HU Proton Institute calls for insurance companies to cover therapy for cancer patients

HAMPTON, Va. (WAVY) — For thousands of cancer patients, access to insurance coverage for proton therapy is a matter of life and death. However, so many patients find themselves locked out as insurance companies still refuse to provide them coverage for this lifesaving treatment modality, according to the Hampton University Proton Institute.

Hampton University Proton Institute is now calling for insurance companies to cover proton therapy for cancer patients. They called for a news conference centered around alleged constant denial of coverage for proton therapy for cancer patients. At that conference, cancer patients and doctors alike spoke about the need for proton therapy and the need for coverage. According to experts, the treatment can cost $100,000 without coverage.

Jack Weber’s wife Dianne is battling Stage 4 anal cancer and her doctors recommend proton therapy. However, according to documents provided by Weber, his provider — Anthem Blue Cross Blue Shield of Virginia — denied coverage.
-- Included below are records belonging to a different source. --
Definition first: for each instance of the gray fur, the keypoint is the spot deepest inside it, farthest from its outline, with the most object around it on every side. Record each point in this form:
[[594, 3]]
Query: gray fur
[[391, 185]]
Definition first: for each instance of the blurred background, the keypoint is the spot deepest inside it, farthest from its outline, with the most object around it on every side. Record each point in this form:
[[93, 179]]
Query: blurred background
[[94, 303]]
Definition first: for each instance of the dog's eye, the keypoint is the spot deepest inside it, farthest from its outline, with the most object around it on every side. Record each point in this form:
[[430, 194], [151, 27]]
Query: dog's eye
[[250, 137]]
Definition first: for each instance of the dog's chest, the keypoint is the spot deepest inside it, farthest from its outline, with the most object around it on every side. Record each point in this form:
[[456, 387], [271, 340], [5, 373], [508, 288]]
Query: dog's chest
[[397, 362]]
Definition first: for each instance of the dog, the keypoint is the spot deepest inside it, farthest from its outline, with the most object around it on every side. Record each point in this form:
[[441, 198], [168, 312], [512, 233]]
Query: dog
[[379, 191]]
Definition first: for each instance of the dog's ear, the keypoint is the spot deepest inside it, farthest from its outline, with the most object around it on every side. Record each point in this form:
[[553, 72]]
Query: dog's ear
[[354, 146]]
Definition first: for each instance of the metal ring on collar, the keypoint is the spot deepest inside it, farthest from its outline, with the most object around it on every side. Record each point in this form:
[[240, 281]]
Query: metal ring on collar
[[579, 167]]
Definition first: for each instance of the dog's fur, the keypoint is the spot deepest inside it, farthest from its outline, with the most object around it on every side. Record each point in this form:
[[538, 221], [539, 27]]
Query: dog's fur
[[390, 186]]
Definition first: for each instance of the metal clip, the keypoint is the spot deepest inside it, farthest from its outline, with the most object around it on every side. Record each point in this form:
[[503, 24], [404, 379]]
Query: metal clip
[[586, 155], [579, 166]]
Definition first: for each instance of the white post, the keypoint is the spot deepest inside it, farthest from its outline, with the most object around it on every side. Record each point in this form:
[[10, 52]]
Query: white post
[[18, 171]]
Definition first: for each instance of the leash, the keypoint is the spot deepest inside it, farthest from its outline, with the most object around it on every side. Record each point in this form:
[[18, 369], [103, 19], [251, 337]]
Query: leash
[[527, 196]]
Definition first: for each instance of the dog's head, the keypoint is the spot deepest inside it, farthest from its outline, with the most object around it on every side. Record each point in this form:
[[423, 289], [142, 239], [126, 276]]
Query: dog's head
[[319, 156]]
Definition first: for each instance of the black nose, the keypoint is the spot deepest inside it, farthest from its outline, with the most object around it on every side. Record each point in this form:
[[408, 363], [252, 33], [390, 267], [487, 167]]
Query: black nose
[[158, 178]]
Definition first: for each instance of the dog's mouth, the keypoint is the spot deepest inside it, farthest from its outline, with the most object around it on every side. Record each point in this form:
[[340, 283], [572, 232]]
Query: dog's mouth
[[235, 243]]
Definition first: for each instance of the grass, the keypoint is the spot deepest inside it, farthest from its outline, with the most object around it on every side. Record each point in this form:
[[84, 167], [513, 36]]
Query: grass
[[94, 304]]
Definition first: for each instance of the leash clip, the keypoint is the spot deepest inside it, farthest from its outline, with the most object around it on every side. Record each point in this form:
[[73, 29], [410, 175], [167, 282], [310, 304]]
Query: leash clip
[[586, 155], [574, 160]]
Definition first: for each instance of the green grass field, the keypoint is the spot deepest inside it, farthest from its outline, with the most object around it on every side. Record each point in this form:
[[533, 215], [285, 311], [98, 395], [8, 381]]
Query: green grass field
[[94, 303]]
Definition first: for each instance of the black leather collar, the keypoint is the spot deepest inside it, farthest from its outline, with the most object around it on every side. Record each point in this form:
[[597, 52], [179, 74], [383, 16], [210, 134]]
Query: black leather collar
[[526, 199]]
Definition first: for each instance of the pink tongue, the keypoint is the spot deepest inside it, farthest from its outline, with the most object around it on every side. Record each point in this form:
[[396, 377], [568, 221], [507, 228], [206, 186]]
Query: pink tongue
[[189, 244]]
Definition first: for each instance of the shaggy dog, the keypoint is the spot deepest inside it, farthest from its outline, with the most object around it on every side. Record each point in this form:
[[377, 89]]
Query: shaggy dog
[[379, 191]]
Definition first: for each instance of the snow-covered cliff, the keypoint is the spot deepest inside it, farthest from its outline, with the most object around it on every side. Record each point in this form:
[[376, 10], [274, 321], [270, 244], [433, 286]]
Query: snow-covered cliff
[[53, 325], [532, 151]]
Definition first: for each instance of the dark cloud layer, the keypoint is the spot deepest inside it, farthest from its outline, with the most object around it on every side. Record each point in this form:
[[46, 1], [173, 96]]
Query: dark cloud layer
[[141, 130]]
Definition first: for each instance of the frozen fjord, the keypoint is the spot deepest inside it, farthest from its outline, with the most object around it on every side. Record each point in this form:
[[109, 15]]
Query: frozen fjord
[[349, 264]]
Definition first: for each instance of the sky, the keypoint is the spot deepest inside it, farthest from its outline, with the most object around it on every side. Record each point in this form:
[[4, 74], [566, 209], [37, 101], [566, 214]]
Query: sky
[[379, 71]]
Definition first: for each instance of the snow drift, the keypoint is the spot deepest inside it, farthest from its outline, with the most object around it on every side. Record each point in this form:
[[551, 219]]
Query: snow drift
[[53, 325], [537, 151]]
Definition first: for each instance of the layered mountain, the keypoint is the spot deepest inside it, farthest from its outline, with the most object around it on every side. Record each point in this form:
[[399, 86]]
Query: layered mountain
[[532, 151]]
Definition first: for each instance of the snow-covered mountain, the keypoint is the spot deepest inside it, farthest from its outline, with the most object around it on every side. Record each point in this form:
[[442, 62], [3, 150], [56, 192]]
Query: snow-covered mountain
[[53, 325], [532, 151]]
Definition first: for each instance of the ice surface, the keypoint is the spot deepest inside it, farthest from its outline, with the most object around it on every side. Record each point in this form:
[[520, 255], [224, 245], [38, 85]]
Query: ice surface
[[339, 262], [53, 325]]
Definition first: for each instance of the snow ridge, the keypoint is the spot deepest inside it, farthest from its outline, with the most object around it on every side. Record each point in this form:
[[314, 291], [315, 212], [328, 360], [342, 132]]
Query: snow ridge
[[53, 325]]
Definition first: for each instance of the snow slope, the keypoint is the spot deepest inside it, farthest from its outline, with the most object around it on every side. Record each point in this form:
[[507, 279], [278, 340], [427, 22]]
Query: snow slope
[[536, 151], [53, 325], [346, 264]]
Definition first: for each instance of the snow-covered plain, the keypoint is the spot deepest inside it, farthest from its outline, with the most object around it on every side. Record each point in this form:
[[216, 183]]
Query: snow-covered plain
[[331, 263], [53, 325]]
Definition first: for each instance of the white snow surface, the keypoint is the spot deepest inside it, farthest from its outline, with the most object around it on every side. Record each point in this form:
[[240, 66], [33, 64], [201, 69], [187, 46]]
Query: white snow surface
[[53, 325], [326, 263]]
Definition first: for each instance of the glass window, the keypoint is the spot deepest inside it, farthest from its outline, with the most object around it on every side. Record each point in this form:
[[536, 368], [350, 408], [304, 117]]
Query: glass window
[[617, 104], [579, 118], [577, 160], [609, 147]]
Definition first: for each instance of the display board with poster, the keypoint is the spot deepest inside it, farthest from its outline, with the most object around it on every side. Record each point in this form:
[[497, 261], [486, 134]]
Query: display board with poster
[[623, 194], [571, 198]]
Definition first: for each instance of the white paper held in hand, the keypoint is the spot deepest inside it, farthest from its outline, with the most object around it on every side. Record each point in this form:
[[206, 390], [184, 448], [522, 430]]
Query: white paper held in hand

Documents show her appeal was denied a week later. Their reasoning: Proton therapy is experimental.

So, he did his research and cites a Virginia law.

After a long battle at the Virginia Capitol, the Virginia General Assembly passed a bill in February making it illegal for insurance companies to hold proton therapy to a higher standard than other forms of cancer treatment — such as traditional radiation and chemotherapy — in their coverage determination. This bill, sponsored by Delegate David Yancey (R-Newport News), Hampton University President Dr. William R. Harvey and Bill Thomas, the Associate Vice President of Governmental Relations at Hampton University, emphatically said, “You can’t put a price on someone’s health.”

“It’s not just about my wife. There are cancer treatments throughout the Commonwealth who are being denied treatment by insurance companies and it’s happening over and over again and if you don’t know how to fight, if you are too weak and you don’t have the resources, then you probably aren’t getting the coverage and treatment you need and you are entitled to under your policy,” said Weber. “She’s a fighter and that’s why I married her.”

Dianne and Jack Weber, along with a number of other Virginia residents who feel they were blocked from receiving the best possible treatment for their cancer by their insurance carrier solely due to monetary reasons, attended Thursday’s press conference to tell their stories and fight back.

“These insurance providers in the Commonwealth of Virginia are still refusing to cover proton therapy, period. Enough is enough,” Bill Thomas said.

At the end of the press conference, Weber was informed that the decision by the insurance company was overturned and his wife Dianne would receive coverage.

10 On Your Side received a response from Scott Golden, Director of Corporate Communications with Anthem Blue Cross and Blue Shield:

Each year, loved ones, family members and friends are impacted by cancer. We want to help ensure our members battling this disease have access to safe and effective, evidence-based medical treatment that improves health outcomes. Ms. Weber’s case was reviewed by Anthem and two independent doctors. Subsequently, it went through a review process administered by the Virginia Bureau of Insurance and her treatment was approved. Unique situations like this are why we have our appeals process in place. We are pleased the treatment Ms. Weber was seeking will be a covered benefit under her Anthem health insurance plan. We will be happy to work with Ms. Weber should she run into difficulty scheduling her treatment given the circumstances surrounding Hurricane Harvey and its impact on Houston.

As with all laws affecting insurance coverage, we are fully aware of and have reviewed Virginia’s recent Proton Beam Radiation Therapy legislation and resulting statute. We previously implemented all necessary steps to comply with the law, and will continue to operate accordingly when it comes to making coverage decisions for our members.”